Santa Ana officials will soon be calling on the Orange County Fire Authority to return $2.9 million back to city coffers.
That’s the amount the fire authority required the city to deposit into an escrow account upfront before agreeing in 2012 to absorb the now defunct Santa Ana Fire Department.
At the time, the city was mired in a historic budget crisis, and OCFA’s leadership demanded the cash in case the city missed a services payment to the regional fire agency.
But the city’s financial picture has brightened considerably since then, thanks in part to the decision to outsource the fire department. The city’s contract with OCFA allows the city a chance to ask for the deposit back if the city “demonstrates an improved financial position,” according to a staff report.
Santa Ana City Council unanimously and without comment approved the request at its regular meeting earlier this month.
City officials will be presenting the city’s finances – including a reserve level approaching 20 percent of the annual budget – to the OCFA budget and finance committee and then the board later this month.
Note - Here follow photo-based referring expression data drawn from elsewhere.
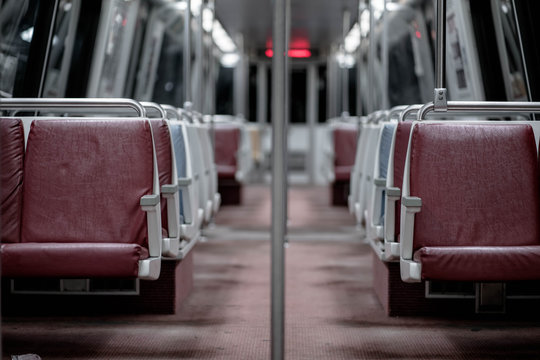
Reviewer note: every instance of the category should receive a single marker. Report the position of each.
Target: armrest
(170, 244)
(184, 182)
(149, 268)
(392, 195)
(410, 270)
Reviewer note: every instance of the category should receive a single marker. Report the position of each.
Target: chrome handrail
(154, 106)
(70, 103)
(482, 107)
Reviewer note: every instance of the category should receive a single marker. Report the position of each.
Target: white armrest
(379, 186)
(411, 271)
(150, 268)
(391, 247)
(171, 244)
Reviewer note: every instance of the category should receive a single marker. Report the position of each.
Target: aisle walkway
(331, 309)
The request is also one of the latest efforts to bring the city budget back to full strength. By 2011, the city’s general fund had dwindled to $3 million, or just one month’s payroll, and was facing a $30 million budget deficit. City leaders were seriously considering filing for municipal bankruptcy.
The city has bounced back, but remains at just above bare-bones services levels.
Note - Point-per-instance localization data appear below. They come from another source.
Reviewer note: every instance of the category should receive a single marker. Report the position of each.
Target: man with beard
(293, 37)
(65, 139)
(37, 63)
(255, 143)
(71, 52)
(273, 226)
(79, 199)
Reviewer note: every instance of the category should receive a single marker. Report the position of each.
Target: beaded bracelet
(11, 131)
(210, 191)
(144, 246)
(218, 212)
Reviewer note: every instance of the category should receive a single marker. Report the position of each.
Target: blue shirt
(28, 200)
And with residents clamoring for amenities like parks and after-school programs – and a recently adopted strategic plan that promises more services – City Manager David Cavazos has been looking for creative ways to beef up revenue.
One of Cavazos’ first tasks was to reappraise the city’s revenue forecast, which to him seemed low. The new projections increased tax revenue, with Cavazos insisting that the brighter estimates were still conservative.
As part of that strategy, the council last week also approved refinancing bonds for the city jail and City Hall expansion projects. That action is expected to save over $2 million over the next several years.